# Efficient Yelp API Calls (Core)

## Task

- For this assignment, you will be working with the Yelp API.

- As before, you will use the Yelp API to search your favorite city for a cuisine type of your choice.

- Extract all of the results from your search and compile them into one dataframe using a for loop as shown in the lesson "Code for Efficient API Extraction"
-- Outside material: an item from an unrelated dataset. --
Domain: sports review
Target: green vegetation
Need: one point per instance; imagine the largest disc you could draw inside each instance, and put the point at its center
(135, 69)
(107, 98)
- Save your notebook, commit the change to your repository and submit the repository URL for this assignment.
    
    

## Tools You Will Use
- Part 1:
    - Yelp API:
        - Getting Started: 
            - https://www.yelp.com/developers/documentation/v3/get_started

    - `YelpAPI` python package
        -  "YelpAPI": https://github.com/gfairchild/yelpapi

### Applying Code From
- Efficient API Calls Lesson Link: https://login.codingdojo.com/m/376/12529/88078

In [1]:
# Standard Imports
import numpy as np
import pandas as pd
import matplotlib.pyplot as plt
import seaborn as sns

# Additional Imports
import os, json, math, time
from yelpapi import YelpAPI
from tqdm.notebook import tqdm_notebook

In [2]:
!pip install yelpapi --quiet

In [3]:
!pip install yelpapi



In [4]:
# Install tmdbsimple (only need to run once)
!pip install tqdm



## 1. Registering for Required APIs


- Yelp: https://www.yelp.com/developers/documentation/v3/get_started


> Check the official API documentation to know what arguments we can search for: https://www.yelp.com/developers/documentation/v3/business_search

### Load Credentials and Create Yelp API Object

In [5]:
import json
with open(r'C:\Users\ASUS TUF\Documents\GitHub\data-enrichment-wk14-activity-mapping-yelp-api-results\.secret\yelp_api.json') as f:
    creds = json.load(f)
print(creds.keys())

dict_keys(['client-id', 'api-key'])


In [23]:
# import json
# import os

# create a relative filepath
#relative_path = os.path.join('.secret', 'yelp_api.json')

In [24]:
# Load API Credentials
#with open(relative_path) as file:
#    login = json.load(file)

#print(login.keys())

### Define Search Terms and File Paths

In [7]:
# set our API call parameters and filename before the first call
LOCATION = 'NY, NY'
TERM = 'Sushi'

# filename for saving the data
# json_filename = 'yelp_search_results.json'

In [8]:
## Specify fodler for saving data
folder_path = r"C:\Users\ASUS TUF\Documents\GitHub\data-enrichment-wk14-activity-mapping-yelp-api-results"

# Specifying JSON_FILE filename (can include a folder)
# JSON_FILE = None

print(f'data will be saved to:{folder_path}')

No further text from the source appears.